Author: Michael J. Gerson, Roger Hertog Senior Fellow
June 20, 2008
Washington Post

It was not quite a Roger Mudd moment, but it was close. Mudd, you might recall, posed a simple question to Ted Kennedy in 1979: “Why do you want to be president?” Kennedy’s vague, unprepared answer raised serious questions about his candidacy.

Recently, Jake Tapper of ABC News asked a similarly blunt question of Barack Obama: “Have you ever worked across the aisle in such a way that entailed a political risk for yourself?” Obama’s response is worth quoting in full: “Well, look, when I was doing ethics reform legislation, for example, that wasn’t popular with Democrats or Republicans. So any time that you actually try to get something done in Washington, it entails some political risks. But I think the basic principle which you pointed out is that I have consistently said, when it comes to solving problems, like nuclear proliferation or reducing the influence of lobbyists in Washington, that I don’t approach this from a partisan or ideological perspective.”

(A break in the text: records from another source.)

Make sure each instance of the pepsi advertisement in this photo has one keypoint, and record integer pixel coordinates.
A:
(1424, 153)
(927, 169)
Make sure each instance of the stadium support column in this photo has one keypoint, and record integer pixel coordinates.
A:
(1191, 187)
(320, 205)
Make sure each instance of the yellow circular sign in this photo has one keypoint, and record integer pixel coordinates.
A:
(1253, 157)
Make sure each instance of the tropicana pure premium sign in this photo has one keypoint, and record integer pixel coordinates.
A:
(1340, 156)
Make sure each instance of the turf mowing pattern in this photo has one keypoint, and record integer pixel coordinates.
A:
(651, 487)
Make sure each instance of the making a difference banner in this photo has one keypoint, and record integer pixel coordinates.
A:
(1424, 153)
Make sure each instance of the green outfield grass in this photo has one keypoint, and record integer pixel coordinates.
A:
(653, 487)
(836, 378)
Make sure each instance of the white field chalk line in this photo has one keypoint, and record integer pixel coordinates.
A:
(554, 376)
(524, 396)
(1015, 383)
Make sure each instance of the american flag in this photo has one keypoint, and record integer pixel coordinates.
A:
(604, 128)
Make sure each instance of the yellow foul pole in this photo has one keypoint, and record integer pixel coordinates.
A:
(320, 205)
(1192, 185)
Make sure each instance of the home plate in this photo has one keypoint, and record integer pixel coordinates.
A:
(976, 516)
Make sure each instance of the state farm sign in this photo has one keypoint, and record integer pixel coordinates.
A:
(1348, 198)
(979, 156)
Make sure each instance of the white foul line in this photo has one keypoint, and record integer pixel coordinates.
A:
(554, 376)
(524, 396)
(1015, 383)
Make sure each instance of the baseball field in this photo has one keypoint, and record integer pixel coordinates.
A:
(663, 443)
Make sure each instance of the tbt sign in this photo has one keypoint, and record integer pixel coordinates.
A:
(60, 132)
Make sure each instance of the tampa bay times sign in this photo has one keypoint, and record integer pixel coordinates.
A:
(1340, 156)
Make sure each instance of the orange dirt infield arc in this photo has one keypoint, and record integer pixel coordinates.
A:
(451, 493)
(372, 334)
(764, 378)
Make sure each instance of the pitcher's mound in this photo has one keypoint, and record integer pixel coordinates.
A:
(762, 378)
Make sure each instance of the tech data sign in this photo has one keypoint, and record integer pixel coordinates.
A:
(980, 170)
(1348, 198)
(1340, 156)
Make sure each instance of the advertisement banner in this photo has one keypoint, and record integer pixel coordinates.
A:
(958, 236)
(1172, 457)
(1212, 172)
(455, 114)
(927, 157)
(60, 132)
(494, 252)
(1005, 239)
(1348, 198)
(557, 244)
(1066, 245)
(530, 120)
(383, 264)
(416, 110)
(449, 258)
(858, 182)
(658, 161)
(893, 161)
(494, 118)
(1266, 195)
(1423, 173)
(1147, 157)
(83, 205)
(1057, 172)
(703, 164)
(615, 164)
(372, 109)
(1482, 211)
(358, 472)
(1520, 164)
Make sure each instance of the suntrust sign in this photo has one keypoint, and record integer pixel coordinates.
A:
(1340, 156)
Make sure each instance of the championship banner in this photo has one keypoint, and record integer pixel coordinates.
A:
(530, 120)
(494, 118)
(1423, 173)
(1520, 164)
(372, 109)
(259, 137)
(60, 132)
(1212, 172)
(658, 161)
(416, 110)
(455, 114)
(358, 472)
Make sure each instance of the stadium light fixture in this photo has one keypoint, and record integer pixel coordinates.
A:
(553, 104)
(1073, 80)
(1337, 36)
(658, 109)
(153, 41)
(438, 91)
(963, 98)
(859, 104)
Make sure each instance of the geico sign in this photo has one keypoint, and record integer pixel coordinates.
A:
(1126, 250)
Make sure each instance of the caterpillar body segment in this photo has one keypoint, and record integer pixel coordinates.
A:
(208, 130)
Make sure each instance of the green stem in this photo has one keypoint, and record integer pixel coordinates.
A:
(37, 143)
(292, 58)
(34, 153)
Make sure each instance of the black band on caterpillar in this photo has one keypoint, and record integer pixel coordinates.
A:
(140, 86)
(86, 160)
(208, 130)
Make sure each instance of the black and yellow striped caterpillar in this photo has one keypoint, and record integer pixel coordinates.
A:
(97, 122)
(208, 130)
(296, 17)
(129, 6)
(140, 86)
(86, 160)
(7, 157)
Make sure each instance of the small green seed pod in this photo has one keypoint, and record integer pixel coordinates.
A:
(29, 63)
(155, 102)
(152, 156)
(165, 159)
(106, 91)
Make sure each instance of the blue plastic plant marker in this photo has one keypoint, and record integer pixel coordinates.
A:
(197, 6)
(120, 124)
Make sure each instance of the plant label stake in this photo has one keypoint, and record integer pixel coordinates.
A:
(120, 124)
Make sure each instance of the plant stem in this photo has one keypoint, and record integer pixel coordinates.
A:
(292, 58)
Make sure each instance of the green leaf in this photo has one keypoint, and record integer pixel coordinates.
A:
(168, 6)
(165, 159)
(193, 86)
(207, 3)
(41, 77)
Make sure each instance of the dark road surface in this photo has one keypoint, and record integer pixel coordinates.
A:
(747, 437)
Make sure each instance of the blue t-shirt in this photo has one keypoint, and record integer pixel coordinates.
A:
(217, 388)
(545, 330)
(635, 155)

For a candidate running as a centrist reformer, this is pretty weak tea. Ethics reform and nuclear proliferation are important issues, but they have hardly put Obama in the liberal doghouse. When I recently asked two U.S. senators who are personally favorable to Obama to name a legislative issue on which Obama has vocally bucked his own party, neither could cite a single instance.

The contrast to John McCain is stark. Contrary to some depictions, McCain is not a moderate. He is a conservative with a habit of massive, eye-stretching heresy.